Los insensibles



Hoy salí de casa y vi un México indiferente, uno al que no le importa el bienestar del otro. Transitar la Ciudad de México jamás ha sido una tarea sencilla, pero actualmente con la pandemia del Covid-19 es imposible, no sólo por el pico de contagio, sino porque la mayoría de personas que la recorren, lo hacen desde la insensibilidad, sin cubre bocas, ni gel antibacterial.

Hablemos entonces, de los ciudadanos que no se cuidan y por ende, no cuidan al otro, de aquellos que por razones banales realizan visitas sociales y están en las calles sin las medidas sanitarias necesarias. Los insensibles son los que olvidan que estamos en un punto crucial en que el virus es altamente contagioso y requiere de ese espíritu fraterno que ha caracterizado al pueblo mexicano.

Estas son las mismas personas que afirman que la pandemia es un invento de los gobiernos y que en caso de existir, están convencidos de que a ellos no les afecta porque “de algo nos hemos de morir” eso dicen en tono de broma. Su preocupación gira en torno a conocer la fecha en que la cerveza reiniciará su producción, más que por el creciente número en decesos. Estos son “los insensibles“porque actúan de forma egoísta e imprudente.

En un momento histórico y crucial en el que México tiene el 65% de la capacidad hospitalaria ocupada, se esperaría que la prudencia fuera una constante del día a día, pero lamentablemente no es así. ¿Qué hacemos, entonces con los insensibles? Me atrevo a afirmar que para este momento, el gobierno se ha preocupado más por ellos que por la pandemia misma.

A todo esto ¿Qué es la prudencia? de manera simple, es aquella virtud que se desarrolla en algunos seres humanos para actuar conforme al momento, contemplando siempre al otro ¿No es acaso una cuestión de sentido común no exponerse y no exponer a los demás con una mala decisión? ¿Qué es aquello que esperan “atestiguar“ los insensibles para actuar en favor del otro?

Esta enfermedad representa para México un gran reto en la conciencia del cuidado ciudadano. No son vacaciones, no es un descanso, no podemos habitar la ciudad desde la insensatez, porque desafortunadamente la indiferencia está matándonos ¿Qué necesitamos, entonces para comprender la finitud de la existencia humana? Hoy, más que nunca y con profunda pena, me aterra confirmar que la verdadera epidemia del coronavirus se gesta desde la indiferencia y la imprudencia, una conjunción ideológica que ha tenido este resultado devastador.

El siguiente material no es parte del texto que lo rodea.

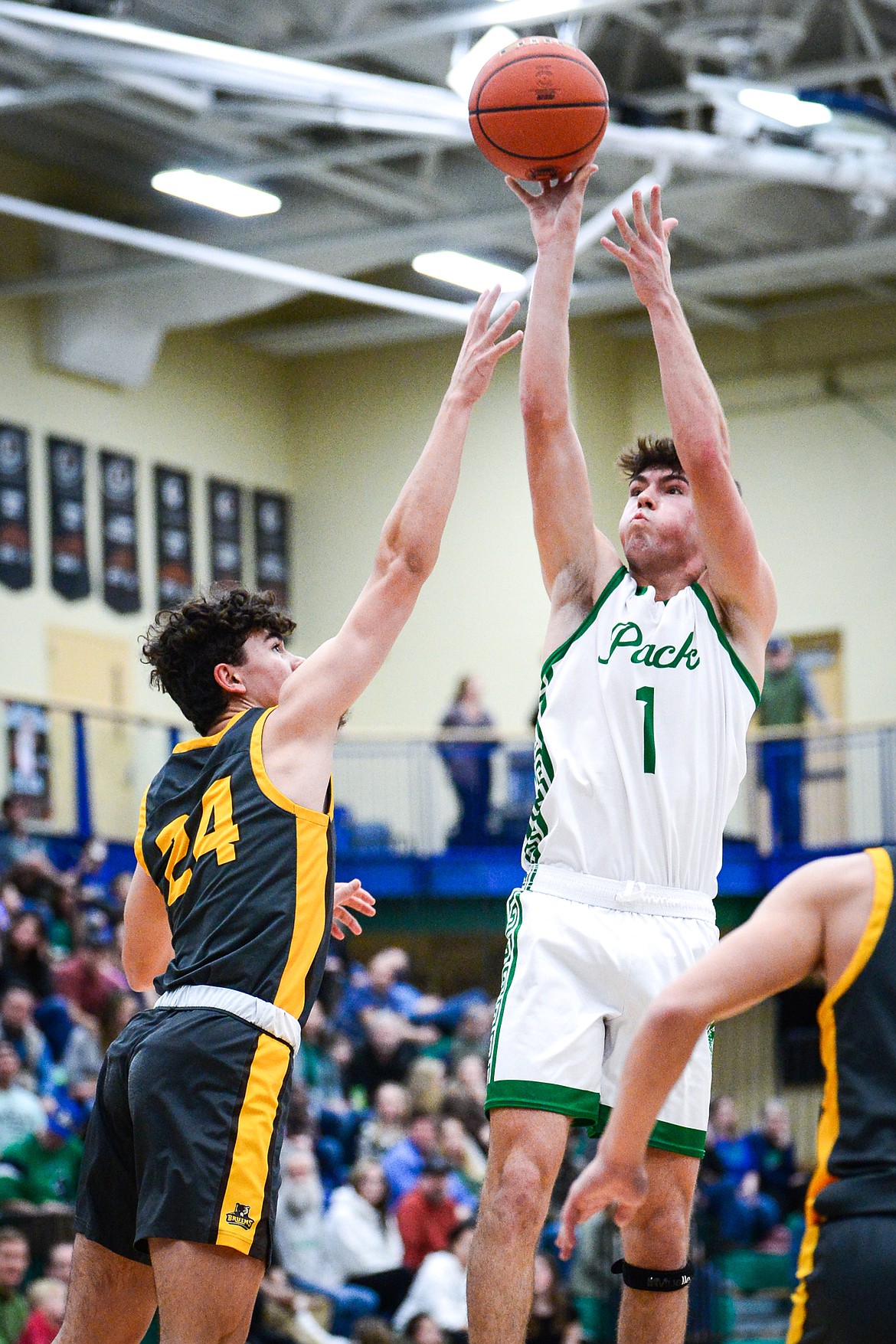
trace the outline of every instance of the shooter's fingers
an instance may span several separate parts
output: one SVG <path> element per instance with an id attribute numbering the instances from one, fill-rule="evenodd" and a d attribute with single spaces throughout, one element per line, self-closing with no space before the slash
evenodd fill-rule
<path id="1" fill-rule="evenodd" d="M 649 242 L 650 228 L 647 226 L 647 216 L 643 212 L 643 196 L 641 195 L 639 191 L 631 192 L 631 222 L 634 223 L 634 227 L 638 230 L 638 237 L 642 239 L 642 242 L 645 243 Z"/>

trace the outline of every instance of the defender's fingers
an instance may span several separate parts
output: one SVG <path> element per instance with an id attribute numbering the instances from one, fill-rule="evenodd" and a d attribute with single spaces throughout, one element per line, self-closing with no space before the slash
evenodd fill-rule
<path id="1" fill-rule="evenodd" d="M 662 204 L 661 204 L 662 191 L 660 187 L 650 188 L 650 227 L 654 234 L 662 233 Z"/>
<path id="2" fill-rule="evenodd" d="M 638 230 L 638 237 L 646 242 L 650 237 L 650 231 L 647 227 L 647 216 L 643 212 L 643 196 L 639 191 L 631 192 L 631 222 Z"/>
<path id="3" fill-rule="evenodd" d="M 631 245 L 638 237 L 634 228 L 631 227 L 631 224 L 629 223 L 629 220 L 626 219 L 626 216 L 622 214 L 621 210 L 614 210 L 613 218 L 615 220 L 617 228 L 619 230 L 619 237 L 622 238 L 623 243 L 627 243 L 629 247 L 631 247 Z"/>
<path id="4" fill-rule="evenodd" d="M 519 200 L 521 200 L 524 206 L 528 206 L 533 200 L 537 200 L 539 196 L 541 195 L 541 192 L 527 191 L 525 187 L 520 185 L 520 183 L 516 180 L 516 177 L 508 176 L 504 180 L 508 184 L 508 187 L 510 188 L 510 191 L 513 192 L 513 195 L 517 196 Z"/>
<path id="5" fill-rule="evenodd" d="M 619 247 L 618 243 L 614 243 L 611 238 L 602 238 L 600 246 L 606 247 L 609 253 L 611 253 L 614 257 L 618 257 L 619 261 L 623 263 L 627 263 L 629 257 L 631 255 L 631 253 L 627 253 L 625 247 Z"/>

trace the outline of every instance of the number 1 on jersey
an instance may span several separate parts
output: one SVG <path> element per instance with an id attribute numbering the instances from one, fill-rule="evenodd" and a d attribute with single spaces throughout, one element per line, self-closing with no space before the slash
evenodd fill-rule
<path id="1" fill-rule="evenodd" d="M 643 773 L 657 773 L 657 739 L 653 730 L 653 687 L 642 685 L 634 694 L 643 704 Z"/>

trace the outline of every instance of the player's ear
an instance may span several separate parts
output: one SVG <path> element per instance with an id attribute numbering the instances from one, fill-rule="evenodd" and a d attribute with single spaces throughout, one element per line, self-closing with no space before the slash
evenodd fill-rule
<path id="1" fill-rule="evenodd" d="M 234 667 L 232 663 L 216 663 L 212 676 L 224 695 L 240 695 L 246 691 L 246 683 L 243 681 L 240 671 L 238 667 Z"/>

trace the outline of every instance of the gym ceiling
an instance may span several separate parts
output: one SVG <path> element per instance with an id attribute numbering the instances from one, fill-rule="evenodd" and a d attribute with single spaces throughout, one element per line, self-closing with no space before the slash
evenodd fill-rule
<path id="1" fill-rule="evenodd" d="M 844 304 L 873 321 L 896 298 L 896 0 L 0 0 L 0 148 L 34 165 L 0 183 L 0 212 L 39 238 L 24 273 L 8 250 L 0 298 L 40 298 L 47 358 L 121 386 L 176 328 L 282 356 L 457 332 L 472 294 L 416 274 L 416 255 L 533 261 L 446 85 L 498 24 L 574 42 L 610 90 L 576 313 L 641 321 L 596 239 L 642 179 L 681 220 L 697 325 Z M 827 120 L 791 126 L 750 90 Z M 188 204 L 152 187 L 171 168 L 281 207 Z"/>

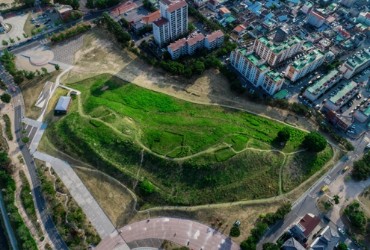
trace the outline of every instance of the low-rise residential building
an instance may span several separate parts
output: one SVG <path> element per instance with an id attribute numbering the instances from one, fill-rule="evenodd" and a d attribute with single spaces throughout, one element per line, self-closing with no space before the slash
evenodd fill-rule
<path id="1" fill-rule="evenodd" d="M 299 242 L 306 242 L 319 224 L 320 218 L 313 214 L 306 214 L 290 229 L 290 232 Z"/>
<path id="2" fill-rule="evenodd" d="M 315 80 L 313 84 L 305 90 L 303 96 L 311 101 L 315 101 L 342 78 L 343 75 L 338 70 L 334 69 L 325 76 Z"/>
<path id="3" fill-rule="evenodd" d="M 206 48 L 208 50 L 220 47 L 224 42 L 224 33 L 221 30 L 204 36 L 201 33 L 193 33 L 188 38 L 179 39 L 167 47 L 172 59 L 178 59 L 183 55 L 192 55 L 196 50 Z"/>
<path id="4" fill-rule="evenodd" d="M 370 117 L 370 102 L 366 102 L 361 105 L 361 107 L 355 111 L 353 117 L 356 118 L 359 122 L 366 122 Z"/>
<path id="5" fill-rule="evenodd" d="M 279 91 L 284 84 L 284 78 L 271 70 L 253 51 L 248 52 L 245 49 L 233 51 L 230 63 L 254 87 L 261 87 L 270 95 Z"/>
<path id="6" fill-rule="evenodd" d="M 320 15 L 317 11 L 311 10 L 307 17 L 307 23 L 319 28 L 325 23 L 325 17 Z"/>
<path id="7" fill-rule="evenodd" d="M 291 81 L 297 81 L 306 74 L 321 66 L 325 61 L 325 54 L 318 49 L 311 50 L 308 54 L 303 55 L 288 65 L 285 70 L 285 76 Z"/>
<path id="8" fill-rule="evenodd" d="M 216 30 L 205 37 L 204 47 L 209 50 L 221 47 L 224 43 L 224 38 L 224 33 L 221 30 Z"/>
<path id="9" fill-rule="evenodd" d="M 332 250 L 339 242 L 338 233 L 331 227 L 326 226 L 318 232 L 317 238 L 312 242 L 309 250 Z"/>
<path id="10" fill-rule="evenodd" d="M 54 115 L 64 115 L 67 113 L 69 106 L 71 104 L 70 96 L 61 96 L 54 108 Z"/>
<path id="11" fill-rule="evenodd" d="M 351 78 L 370 65 L 370 48 L 365 48 L 349 57 L 340 67 L 346 79 Z"/>
<path id="12" fill-rule="evenodd" d="M 354 81 L 347 83 L 337 94 L 332 96 L 324 105 L 325 108 L 337 111 L 350 99 L 358 94 L 360 87 Z"/>
<path id="13" fill-rule="evenodd" d="M 281 246 L 281 249 L 283 250 L 305 250 L 301 243 L 299 243 L 296 239 L 293 237 L 286 240 L 284 244 Z"/>
<path id="14" fill-rule="evenodd" d="M 254 51 L 266 62 L 275 66 L 287 58 L 297 54 L 303 45 L 303 40 L 290 36 L 286 31 L 277 29 L 274 37 L 260 37 L 254 42 Z"/>
<path id="15" fill-rule="evenodd" d="M 311 3 L 311 2 L 309 2 L 309 1 L 307 1 L 307 2 L 305 2 L 305 3 L 302 5 L 302 7 L 301 7 L 301 11 L 302 11 L 304 14 L 306 14 L 306 15 L 307 15 L 307 14 L 311 11 L 312 7 L 313 7 L 313 3 Z"/>

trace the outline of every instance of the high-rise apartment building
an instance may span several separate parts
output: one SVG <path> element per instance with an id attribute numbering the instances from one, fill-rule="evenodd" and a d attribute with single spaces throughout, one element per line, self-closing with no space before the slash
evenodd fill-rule
<path id="1" fill-rule="evenodd" d="M 154 40 L 160 46 L 188 32 L 188 4 L 185 0 L 160 0 L 161 18 L 153 22 Z"/>
<path id="2" fill-rule="evenodd" d="M 253 50 L 270 66 L 275 66 L 298 53 L 303 42 L 297 36 L 288 37 L 285 31 L 278 29 L 273 38 L 260 37 L 256 39 Z"/>
<path id="3" fill-rule="evenodd" d="M 308 54 L 303 55 L 292 64 L 289 64 L 285 70 L 285 76 L 294 82 L 320 67 L 324 61 L 324 53 L 318 49 L 311 50 Z"/>
<path id="4" fill-rule="evenodd" d="M 279 91 L 284 84 L 284 78 L 252 51 L 237 49 L 231 52 L 230 63 L 245 79 L 255 87 L 262 87 L 270 95 Z"/>

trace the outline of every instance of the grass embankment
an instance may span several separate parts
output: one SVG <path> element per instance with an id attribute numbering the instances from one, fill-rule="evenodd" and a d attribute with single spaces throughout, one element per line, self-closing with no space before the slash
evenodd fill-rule
<path id="1" fill-rule="evenodd" d="M 7 114 L 3 115 L 3 119 L 5 122 L 5 134 L 6 137 L 8 137 L 8 140 L 12 141 L 13 140 L 13 134 L 12 134 L 12 124 L 10 121 L 10 118 Z"/>
<path id="2" fill-rule="evenodd" d="M 319 153 L 300 152 L 287 157 L 283 169 L 283 190 L 290 191 L 311 175 L 319 171 L 333 157 L 333 149 L 328 145 Z"/>
<path id="3" fill-rule="evenodd" d="M 64 242 L 70 249 L 87 249 L 90 244 L 97 245 L 99 235 L 62 181 L 54 174 L 51 175 L 49 171 L 52 170 L 43 162 L 35 162 L 48 210 Z"/>
<path id="4" fill-rule="evenodd" d="M 26 211 L 27 217 L 31 220 L 32 224 L 36 228 L 38 237 L 42 240 L 43 239 L 42 229 L 37 219 L 35 204 L 33 202 L 30 184 L 28 183 L 27 177 L 22 170 L 19 171 L 19 177 L 22 181 L 22 188 L 21 188 L 21 195 L 20 195 L 22 206 L 24 210 Z"/>
<path id="5" fill-rule="evenodd" d="M 36 242 L 18 213 L 18 208 L 15 206 L 15 182 L 11 175 L 4 170 L 0 170 L 0 189 L 3 190 L 4 203 L 9 214 L 10 223 L 17 237 L 19 248 L 37 250 Z"/>
<path id="6" fill-rule="evenodd" d="M 136 188 L 139 201 L 195 205 L 278 194 L 284 155 L 260 149 L 271 148 L 286 125 L 185 102 L 110 75 L 71 87 L 82 92 L 83 114 L 75 100 L 70 113 L 49 127 L 48 138 Z M 290 134 L 283 152 L 298 150 L 306 133 L 290 128 Z M 141 162 L 143 145 L 162 158 L 146 150 Z"/>

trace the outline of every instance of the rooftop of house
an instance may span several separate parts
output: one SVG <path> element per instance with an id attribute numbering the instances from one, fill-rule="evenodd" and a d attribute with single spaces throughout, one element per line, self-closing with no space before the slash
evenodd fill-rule
<path id="1" fill-rule="evenodd" d="M 176 51 L 185 45 L 186 45 L 186 38 L 181 38 L 179 40 L 176 40 L 173 43 L 170 43 L 170 45 L 168 45 L 168 48 L 171 49 L 172 51 Z"/>
<path id="2" fill-rule="evenodd" d="M 306 214 L 299 222 L 298 226 L 303 229 L 303 233 L 308 237 L 317 225 L 320 223 L 320 218 L 313 214 Z"/>
<path id="3" fill-rule="evenodd" d="M 284 250 L 305 250 L 305 248 L 299 243 L 296 239 L 293 237 L 290 239 L 287 239 L 283 246 L 282 249 Z"/>
<path id="4" fill-rule="evenodd" d="M 356 52 L 353 56 L 349 57 L 346 61 L 346 64 L 351 68 L 356 69 L 361 67 L 363 64 L 367 63 L 370 60 L 370 48 L 363 49 Z"/>
<path id="5" fill-rule="evenodd" d="M 339 242 L 338 233 L 326 226 L 322 232 L 319 232 L 320 237 L 317 237 L 311 244 L 310 249 L 312 250 L 325 250 L 325 249 L 335 249 Z"/>
<path id="6" fill-rule="evenodd" d="M 159 10 L 157 10 L 157 11 L 154 11 L 154 12 L 150 13 L 149 15 L 143 17 L 142 22 L 145 23 L 145 24 L 151 24 L 154 21 L 158 20 L 159 18 L 161 18 L 161 13 L 160 13 Z"/>
<path id="7" fill-rule="evenodd" d="M 324 77 L 321 77 L 313 85 L 311 85 L 307 91 L 316 95 L 320 92 L 322 89 L 327 89 L 330 87 L 329 81 L 334 80 L 333 78 L 339 77 L 339 71 L 334 69 L 330 71 L 328 74 L 326 74 Z"/>
<path id="8" fill-rule="evenodd" d="M 156 26 L 160 27 L 168 23 L 168 20 L 164 17 L 159 18 L 158 20 L 153 22 Z"/>
<path id="9" fill-rule="evenodd" d="M 208 34 L 206 36 L 206 39 L 208 42 L 213 42 L 214 40 L 221 38 L 224 36 L 224 33 L 221 30 L 213 31 L 211 34 Z"/>
<path id="10" fill-rule="evenodd" d="M 267 72 L 266 75 L 268 77 L 270 77 L 274 82 L 279 82 L 283 79 L 283 77 L 281 77 L 280 73 L 278 73 L 276 71 L 273 71 L 273 70 L 270 70 L 269 72 Z"/>
<path id="11" fill-rule="evenodd" d="M 231 13 L 231 11 L 228 8 L 226 8 L 226 7 L 221 7 L 219 9 L 219 11 L 220 11 L 221 15 L 225 15 L 225 14 L 230 14 Z"/>
<path id="12" fill-rule="evenodd" d="M 187 43 L 189 46 L 192 46 L 200 41 L 203 41 L 204 38 L 205 36 L 202 33 L 194 33 L 188 37 Z"/>
<path id="13" fill-rule="evenodd" d="M 178 9 L 181 9 L 185 6 L 187 6 L 188 4 L 186 3 L 185 0 L 179 0 L 179 1 L 176 1 L 176 2 L 172 2 L 169 7 L 167 8 L 167 11 L 168 12 L 174 12 Z"/>
<path id="14" fill-rule="evenodd" d="M 338 102 L 341 100 L 348 99 L 353 96 L 353 91 L 355 91 L 355 88 L 357 87 L 357 83 L 354 81 L 351 81 L 350 83 L 346 84 L 336 95 L 331 97 L 329 100 L 334 104 L 339 104 Z"/>
<path id="15" fill-rule="evenodd" d="M 297 36 L 290 36 L 285 41 L 281 43 L 273 42 L 266 37 L 258 38 L 260 42 L 270 48 L 274 53 L 278 54 L 283 50 L 289 49 L 291 46 L 300 43 L 302 39 L 298 38 Z"/>
<path id="16" fill-rule="evenodd" d="M 70 96 L 61 96 L 55 106 L 55 110 L 67 111 L 70 101 Z"/>
<path id="17" fill-rule="evenodd" d="M 314 49 L 314 50 L 311 50 L 308 54 L 305 54 L 304 56 L 299 58 L 298 60 L 295 60 L 292 63 L 292 66 L 295 69 L 299 70 L 306 66 L 309 66 L 312 62 L 319 60 L 324 56 L 325 56 L 324 53 L 322 53 L 320 50 Z"/>

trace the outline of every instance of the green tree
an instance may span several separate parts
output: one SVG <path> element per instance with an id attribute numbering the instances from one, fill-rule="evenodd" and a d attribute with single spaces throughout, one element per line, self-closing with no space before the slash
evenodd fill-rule
<path id="1" fill-rule="evenodd" d="M 78 0 L 72 0 L 71 2 L 71 6 L 74 10 L 78 10 L 78 8 L 80 7 L 80 3 Z"/>
<path id="2" fill-rule="evenodd" d="M 282 130 L 278 132 L 277 141 L 280 143 L 286 143 L 290 139 L 290 129 L 288 127 L 284 127 Z"/>
<path id="3" fill-rule="evenodd" d="M 95 8 L 94 0 L 87 0 L 86 8 L 89 8 L 89 9 Z"/>
<path id="4" fill-rule="evenodd" d="M 357 201 L 351 203 L 344 209 L 344 214 L 348 216 L 354 227 L 364 231 L 367 223 L 365 213 L 361 210 L 360 203 Z"/>
<path id="5" fill-rule="evenodd" d="M 193 71 L 196 74 L 202 74 L 204 70 L 205 70 L 204 63 L 202 61 L 196 60 L 195 63 L 193 64 Z"/>
<path id="6" fill-rule="evenodd" d="M 323 151 L 326 144 L 325 138 L 318 132 L 309 133 L 303 140 L 303 146 L 312 152 Z"/>
<path id="7" fill-rule="evenodd" d="M 275 243 L 267 242 L 263 244 L 262 249 L 263 250 L 279 250 L 280 247 L 276 245 Z"/>
<path id="8" fill-rule="evenodd" d="M 240 236 L 240 228 L 237 225 L 233 225 L 230 228 L 230 234 L 231 237 L 239 237 Z"/>
<path id="9" fill-rule="evenodd" d="M 154 186 L 148 180 L 143 180 L 139 184 L 139 189 L 144 195 L 149 195 L 154 193 Z"/>
<path id="10" fill-rule="evenodd" d="M 256 250 L 257 249 L 257 241 L 254 239 L 253 236 L 249 236 L 246 240 L 242 241 L 240 244 L 240 248 L 242 250 Z"/>
<path id="11" fill-rule="evenodd" d="M 10 100 L 12 99 L 12 96 L 9 95 L 8 93 L 4 93 L 1 95 L 0 99 L 2 102 L 9 103 Z"/>
<path id="12" fill-rule="evenodd" d="M 345 243 L 341 242 L 338 244 L 337 250 L 348 250 L 348 247 Z"/>

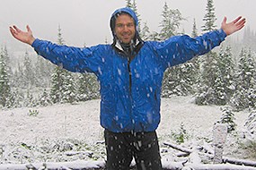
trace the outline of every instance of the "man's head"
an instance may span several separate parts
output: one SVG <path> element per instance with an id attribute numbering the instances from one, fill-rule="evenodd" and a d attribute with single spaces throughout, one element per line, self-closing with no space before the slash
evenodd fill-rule
<path id="1" fill-rule="evenodd" d="M 130 8 L 120 8 L 111 15 L 110 28 L 114 41 L 119 39 L 120 43 L 129 44 L 133 39 L 138 38 L 138 21 L 136 13 Z"/>

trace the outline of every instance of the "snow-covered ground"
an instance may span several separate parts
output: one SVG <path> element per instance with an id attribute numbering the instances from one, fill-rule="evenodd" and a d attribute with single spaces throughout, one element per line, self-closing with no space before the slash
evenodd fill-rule
<path id="1" fill-rule="evenodd" d="M 220 107 L 196 106 L 192 97 L 162 98 L 162 119 L 157 133 L 165 167 L 168 166 L 169 161 L 179 162 L 186 159 L 174 157 L 176 151 L 164 145 L 166 142 L 174 142 L 172 134 L 179 133 L 181 124 L 187 132 L 188 139 L 180 146 L 190 149 L 195 146 L 213 149 L 213 126 L 223 114 Z M 244 141 L 244 123 L 249 114 L 245 111 L 234 112 L 237 127 L 233 134 L 227 136 L 225 157 L 256 159 L 242 149 Z M 103 129 L 100 125 L 99 117 L 100 100 L 75 105 L 2 110 L 0 169 L 15 169 L 15 166 L 29 163 L 68 164 L 75 161 L 75 165 L 81 166 L 84 164 L 81 161 L 86 160 L 89 161 L 86 162 L 89 165 L 87 166 L 91 167 L 102 164 L 105 149 Z M 206 161 L 204 158 L 200 160 Z"/>

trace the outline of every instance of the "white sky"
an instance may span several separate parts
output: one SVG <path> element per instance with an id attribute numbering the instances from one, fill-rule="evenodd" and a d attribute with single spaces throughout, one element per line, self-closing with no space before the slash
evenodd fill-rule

Lamentablemente, esta conjunción ideológica, no respeta nacionalidad, clase social o nivel educativo, se ha propagado en todo el mundo, pues mientras en México le llevan serenata a un camión de cerveza, en España salen a comprar a Zara. Si las “recomendaciones” del gobierno no están ayudando a despertar la conciencia del ser humano, es complejo pensar en cómo volver a habitar una ciudad en la que se tiene como precedente, una falta de cuidado por el otro.